Mozart intended Zaide for a new opera company proposed for Vienna by Emperor Joseph II as a German-language theater. It is a “rescue opera,” a kind of Orientalist genre popular in the 18th century, with the Barbary pirates roaming the Mediterranean and a sultan sitting not far from the Austrian Empire in Istanbul. Zaide has the title maiden, favorite of the sultan, falling in love with a Christian slave she gazes on as he sleeps. The two escape, are caught, are brought back in fetters to be judged ... and at that point the manuscript (which Mozart’s widow, Costanze, found after his death) abruptly ends. It wasn’t published till 1838, nor performed until 1866.

The opera has no overture, and the dialogue that was to be spoken is missing, as well. There is no definitive reason for Mozart to have dropped Zaide, but some think of it as a precursor, at least thematically, to the more comic Abduction From the Seraglio, which was the outstanding success, the following year, of the Emperor’s otherwise floundering German opera pipe-dream. The Zaide manuscript apparently convinced the national singspiel inspector (yes, there really was such a title), Gottlieb Stephanie, to commission Seraglio, which he collaborated on as adaptor.

In any case, Mozart wrote to his father that such a serious piece wouldn’t please Viennese audiences, stuck on comedies, and so he abandoned his speculative project in favor of a commissioned work: Idomeneo.

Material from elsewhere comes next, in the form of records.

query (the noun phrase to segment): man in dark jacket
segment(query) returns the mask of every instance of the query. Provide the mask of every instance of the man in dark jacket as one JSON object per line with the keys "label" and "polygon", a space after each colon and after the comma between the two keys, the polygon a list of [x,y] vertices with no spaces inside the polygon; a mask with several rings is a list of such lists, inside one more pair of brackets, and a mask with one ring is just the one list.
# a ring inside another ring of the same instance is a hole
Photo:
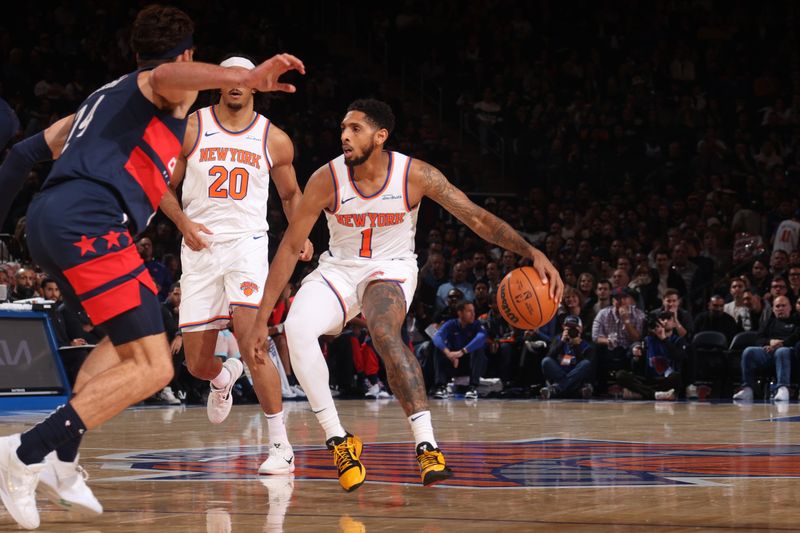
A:
{"label": "man in dark jacket", "polygon": [[789,376],[792,371],[792,351],[800,340],[797,317],[792,314],[792,304],[786,296],[778,296],[772,304],[772,316],[758,329],[756,346],[742,353],[742,381],[744,386],[733,395],[734,400],[753,399],[756,371],[774,367],[776,383],[773,399],[789,400]]}
{"label": "man in dark jacket", "polygon": [[708,310],[703,311],[694,320],[694,331],[718,331],[725,335],[728,343],[734,335],[742,331],[736,320],[725,312],[725,299],[715,294],[708,299]]}
{"label": "man in dark jacket", "polygon": [[581,388],[584,398],[592,395],[592,362],[594,344],[582,338],[583,323],[580,317],[569,315],[562,324],[561,336],[550,346],[542,358],[542,374],[549,385],[539,393],[543,400],[577,392]]}

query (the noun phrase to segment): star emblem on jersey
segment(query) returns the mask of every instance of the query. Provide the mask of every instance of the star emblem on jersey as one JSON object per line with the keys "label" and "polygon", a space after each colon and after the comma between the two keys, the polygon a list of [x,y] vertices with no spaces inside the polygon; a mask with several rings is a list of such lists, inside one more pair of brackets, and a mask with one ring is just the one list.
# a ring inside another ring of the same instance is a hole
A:
{"label": "star emblem on jersey", "polygon": [[106,245],[108,249],[112,249],[114,246],[120,248],[121,245],[119,244],[119,236],[122,235],[119,231],[110,230],[108,233],[103,235],[103,239],[106,240]]}
{"label": "star emblem on jersey", "polygon": [[245,296],[250,296],[254,292],[258,292],[258,285],[252,281],[244,281],[241,285],[239,285],[239,289],[244,293]]}
{"label": "star emblem on jersey", "polygon": [[97,253],[97,250],[94,249],[94,241],[97,240],[97,237],[92,237],[91,239],[86,237],[86,235],[81,235],[81,240],[78,242],[73,242],[73,246],[77,246],[81,249],[81,257],[86,255],[86,252],[92,252],[93,254]]}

Various modern fixes have been applied to Zaide. Mozart’s Symphony No. 32 has been used as its overture. And Luciano Berio composed a completion in 1995. The missing spoken dialogue has even been essayed by various hands. OperaLab will use the most recent version, about five years old, with trimmed dialogue and a finale rounding out of the second act.

“I’ve wanted to do Zaide for a long time,” said Wells. “It’s been on my shelf. Then I went through an epiphany in 24 hours: Everybody I approached for casting said yes. It all fell into place.”

Wells is thinking about future OperaLab projects: early Verdi works, Offenbach one-acts, lesser-done Donizetti, perhaps Bizet’s Pearlfishers, Vaughan Williams’ Sir John in Love, operas by Carlisle Floyd, Jules Massenet, or Puccini’s first staged work, Le Villi. “Whatever’s calling to me,” she remarked. “I’ve kind of opened myself up to that.”

Wells noted that there was a paucity of concert-reading series for opera: “I haven’t run across much like this in the performing arts anywhere else, except staged readings in theater.” Wells spoke of “the resonance” of Berkeley Symphony’s Under Construction project (founded by Symphony Executive Director Jim Kleinman, who also founded Playground, a staged play-reading series). “In the classical performing arts,” she concluded, “it’s a time to reengage with and respond to the audience, to reach out and grab everybody, pull them into what’s going on. And the artists drawn to OperaLab are a magnetic lot; there’s a different energy.”